Speweik, who grew up in Oregon, was the Knights' starting quarterback and a team captain his senior year in 2004, when he led the team to the state playoffs.
"He was a very physical player," Cromwell said. "He was strong and fast for a quarterback, and he ran the option very well. He had a cannon for an arm and he was a good student."
Speweik threw for more than 500 yards and was St. Francis' second-leading rusher (368 yards) as a senior. His 10 rushing touchdowns and 60 points led the team, which lost to Canton GlenOak in the first round of the playoffs.
As a senior, Speweik was on the Knights' track team and competed in the pole vault, the 200-meter dash and the 4x100 and 4x200 relay. St. Francis won its first, and only, City League title that year.
By June 2005, Speweik had made up his mind that he wanted to play football in college.
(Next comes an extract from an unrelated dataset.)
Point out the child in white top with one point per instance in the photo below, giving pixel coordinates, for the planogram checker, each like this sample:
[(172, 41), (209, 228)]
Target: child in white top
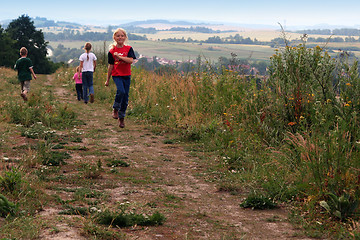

The University of Toledo's quarterbacks coach was Rob Spence, and the two had built a strong relationship.
"I knew Rob Spence and I made some visits to Toledo," Speweik recalled. "That was the safe bet. I never really intended to play there, I just thought Spence was a good coach for me. Late into that spring he up and left Toledo and he called me from Clemson University and said he wanted me to come down there. I made a visit on the fly and I loved what I saw."
Speweik said the coach who replaced Spence at UT called and tried to get him to play at UT, but Speweik had made his decision - he was going to play for Spence at Clemson, located in Clemson, S.C.
"I always wanted to go away for school in the first place," Speweik said. "All my friends went to UT and it would have been the safe choice. Going down there (to Clemson) was more competitive and I liked Rob, so that's what I did."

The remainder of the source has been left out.